Bezeichnend ist auch, dass bei Bröckers nur Geheimdienste, Konzerne,
Regierungen usw. handeln. Völker tauchen in seinen Betrachtungen
überhaupt nicht auf. Dabei ist es offensichtlich, dass der Nahe und
Mittlere Osten in Aufruhr sind. Der nicht klein zu kriegende Widerstand
in Palästina, im Irak und auch in Afghanistan machen dem
US-Imperialismus die Beherrschung der Region schwierig. Es ist die
arrogante Sichtweise von Großmächten, die sich selbst, ihre Armee, ihre
ökonomische Macht und die des Gegners sehen, die Völker als Handelnde,
als aktive Kraft jedoch außer Acht lassen.

Schlußfolgerung

„Wenn dieses Buch so zuerst einmal zu einer allgemeinen Verunsicherung
beitragen könnte, wäre sein aufklärerischer Zweck schon halb erfüllt.“
(S.16) Zur „allgemeinen Verunsicherung“ trägt das Buch sicher bei.
Allerdings erfüllt es keinen „aufklärerischen Zweck“.
Es ist erstaunlich, dass ein solches Buch mittlerweile eine Auflage von
mehreren hunderttausend Exemplaren und in linken Kreisen Einfluss hat.
Sicher Bröckers kritisiert den US-Imperialismus radikal. Doch auf
welcher Grundlage und mit welchen Konsequenzen? Sein Einfluss unter
Linken zeigt nur die allgemeine Verunsicherung. Statt sich auf die doch
sehr eindeutigen und nachvollziehbaren Analysen von Marx zum
Kapitalismus oder Lenin zum Imperialismus zu stützen und in diesem
Zusammenhang die Anschläge vom 11. September zu untersuchen, flüchtet
man sich lieber in Phantasien. Das ist heute leichter. Doch „linke“
Phantasien wie die von Bröckers können einen leicht nach rechts
bringen. Wenn Bröckers die Zinsknechtschaft anprangert oder von der
Beherrschung der US-Politik durch Israel redet, nähert er sich – wir
hoffen ungewollt – rechtsradikalen „Analysen“ der Anschläge des 11.
September. Denn NPD-Ideologe Mahler phantasiert auch von einer
jüdischen Verschwörung, hinter dem nach alter NS-Ideologie der
Zinswucher steht, als Ursache der Anschläge vom 11.9.
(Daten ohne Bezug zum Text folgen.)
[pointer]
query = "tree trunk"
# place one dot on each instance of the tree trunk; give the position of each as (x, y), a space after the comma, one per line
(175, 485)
Wie gut, dass es das Internet gibt. Auf der Seite
http://www.klick-nach-rechts.de/ticker/2003/07/verschwoerung2.htm wird
über eine Veranstaltung in Berlin berichtet, in der Bröckers auf dem
Podium saß und an der auch NPD-Mahler teilnahm. „’Mahler hat sich sogar
vor Gericht mit Zitaten aus meinem Buch verteidigt, da kann ich doch
nichts dagegen machen’, rechtfertigt sich Mathias Bröckers“

Wir danken für so viel Aufrichtigkeit! Dann machen wir uns doch lieber
die Mühe, unsere Analysen auch weiterhin auf der Realität basierend zu
machen. Denn: Wahrheit ist keine Lüge!